Snacks and coffee shared around for all.

 

A few other top-tips:

Remember to adjust your suspension accordingly, usually the uphills and descents require adjustments due to being longer than your average trail ride.

It can help to have a watch or bike computer to keep tabs on your mileage! This can help with gaging your energy, when to eat or morale! 

Bring zip lock bags for your electronics.

Although heavy at the time, a can or two of craft beer at the top will never go a miss. Alternatively, cask wine (or goon in New Zealand) always goes a treat and can be shared around the group. 
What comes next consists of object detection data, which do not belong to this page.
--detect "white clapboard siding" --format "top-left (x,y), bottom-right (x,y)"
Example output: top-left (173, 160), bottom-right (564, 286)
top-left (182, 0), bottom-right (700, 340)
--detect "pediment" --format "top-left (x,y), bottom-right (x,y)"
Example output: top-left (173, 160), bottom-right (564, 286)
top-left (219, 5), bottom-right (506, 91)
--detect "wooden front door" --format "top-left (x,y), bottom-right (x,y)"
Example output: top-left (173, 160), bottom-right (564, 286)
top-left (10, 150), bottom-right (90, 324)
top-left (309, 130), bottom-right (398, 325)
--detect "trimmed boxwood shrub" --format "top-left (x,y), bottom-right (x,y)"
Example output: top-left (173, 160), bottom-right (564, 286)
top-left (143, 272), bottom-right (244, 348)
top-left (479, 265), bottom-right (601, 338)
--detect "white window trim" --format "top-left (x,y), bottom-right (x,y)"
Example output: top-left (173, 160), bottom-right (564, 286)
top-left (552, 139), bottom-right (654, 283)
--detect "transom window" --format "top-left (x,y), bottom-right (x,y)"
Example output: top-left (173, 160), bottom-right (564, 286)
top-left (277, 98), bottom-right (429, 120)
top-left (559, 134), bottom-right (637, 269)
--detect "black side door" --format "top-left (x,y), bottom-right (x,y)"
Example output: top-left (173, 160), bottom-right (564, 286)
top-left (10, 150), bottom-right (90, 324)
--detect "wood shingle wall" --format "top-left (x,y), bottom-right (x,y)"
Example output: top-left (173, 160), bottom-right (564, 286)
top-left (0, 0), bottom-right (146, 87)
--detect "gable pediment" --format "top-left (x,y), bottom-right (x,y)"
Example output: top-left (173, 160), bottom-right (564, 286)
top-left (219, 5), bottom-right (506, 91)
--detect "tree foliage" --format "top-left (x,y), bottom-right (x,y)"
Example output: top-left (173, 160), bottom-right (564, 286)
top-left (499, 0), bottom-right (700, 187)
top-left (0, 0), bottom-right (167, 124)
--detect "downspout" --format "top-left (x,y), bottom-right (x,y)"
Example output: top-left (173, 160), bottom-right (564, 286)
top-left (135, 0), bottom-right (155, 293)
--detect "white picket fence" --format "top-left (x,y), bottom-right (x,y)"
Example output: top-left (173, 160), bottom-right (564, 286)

Photo: Callum Wood. One of my favourite parts of staying in huts is filling in the intentions book and looking back on the others who have enjoyed the trail.

 

 

Take it easy while bike-packing. Be mindful that it is not a race, you are in the middle of nowhere, away from amenities and emergency services. It is about the experience and journey. Bikepacking is one of the most satisfying and wholesome feelings, especially when sharing with others. 

 

 

Bikepacking takes you to unique places that are often out of the ‘norm’ in everyday life

 

 

What I love about backcountry riding is that it attracts all sorts of riders from all walks of life. The lycra donning die-hards, 60-year-old ‘Dads’ on hardtails, groups of girlfriends, families and more. The track is a melting pot, something everyone has in common for a brief moment in time, that brings us together.

 

All with the same purpose – for the love of it. 

 

Photo: Callum Wood


Kelsey completed her bikepacking journey on her Pivot Switchblade.

Kelsey Timpany

27 years old and hailing from little New Zealand, Kelsey is here to share tales of mountain biking from down under.